Star City’s diffuse focus can feel like a lot to take in, especially in early chapters when it’s not yet clear how or how much these various concerns might intersect. And while some of the characters, like the ruthless Lyudmilla or the kindly engineer Sergei (Josef Davies, a dead ringer for his FAM counterpart Piotr Adamczyk), are exactly who they appear to be on first impression, many of the others are initially hard to get a read on for being so (understandably) guarded.

Like Lyudmilla’s protégé Irina (Agnes O’Casey), whose background and goals seem enigmatic even if For All Mankind has already revealed where she’ll end up eventually. Or Anastasia (Alice Englert), a green cosmonaut whose blandly patriotic answers to interview questions like why she joined the program (“For the glory of the Soviet Union”) thrill the top brass but reveal precious little of the woman underneath, to the frustration of colleagues like experienced cosmonaut Valya (Adam Nagaitis) or the Chief Designer.

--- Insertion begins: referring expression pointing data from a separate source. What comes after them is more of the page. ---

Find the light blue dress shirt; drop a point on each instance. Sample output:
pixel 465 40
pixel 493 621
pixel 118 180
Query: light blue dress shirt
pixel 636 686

But just as Irina cannot help but start feeling close to Valya and his dissatisfied wife Tanya (Ruby Ashbourne Serkis), as she listens in on the most intimate moments of their marriage day in and day out, I too found myself getting more invested in these characters the longer I spent observing them. Star City‘s storylines deliver an engaging mix of juicy personal drama, like the tangle of friendships ensnaring Tanya, Valya, Anastasia and fellow cosmonaut Sasha (Adam Nagaitis), and tense intrigue, as Irina pushes deeper into her investigation of a suspected mole on base. When these elements combine, they tend to do so with explosive, devastating results.

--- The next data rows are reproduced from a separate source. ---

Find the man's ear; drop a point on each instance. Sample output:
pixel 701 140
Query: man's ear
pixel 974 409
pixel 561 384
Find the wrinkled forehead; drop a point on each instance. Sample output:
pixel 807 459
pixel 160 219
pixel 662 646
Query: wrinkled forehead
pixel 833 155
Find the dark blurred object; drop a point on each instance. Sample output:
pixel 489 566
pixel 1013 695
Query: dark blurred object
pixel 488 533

Star City never allows us to forget for long the paranoia that suffuses this world as pervasively as air. From time to time, audio of characters’ conversations will switch over to the slightly muddy recorded versions Irina and her colleagues are listening to in Building 12, or cut out entirely where it’s been erased for self-serving reasons. In such a distrustful environment, everything that should be pure or holy or human is crushed under the weight of a state only interested in its own self-perpetuation.

So we watch as Chief Designer is forced to sneak his most ambitious plans under the noses of bureaucrats who care only about one-upping NASA. Anastasia spirals into despair as she’s forced to contort herself into an exemplar of Soviet womanhood for an adoring public and an unforgiving publicity apparatus. Irina crosses ethical and legal lines as she evolves from an underling naïve enough to hope the truth might matter (“We do not arrest the innocent, comrade. Our power depends on it,” she’s informed when she tries to clear the name of someone unjustly accused) to one hardened enough to talk herself into torturing a prisoner.

If For All Mankind’s early seasons laid out an optimistic fantasy of what space travel could be, scientific advancement and social progress sweeping ahead hand in hand, Star City posits a much darker vision, and arguably one much more in keeping with our own current national mood. It makes for a bleak time — but some very compelling drama.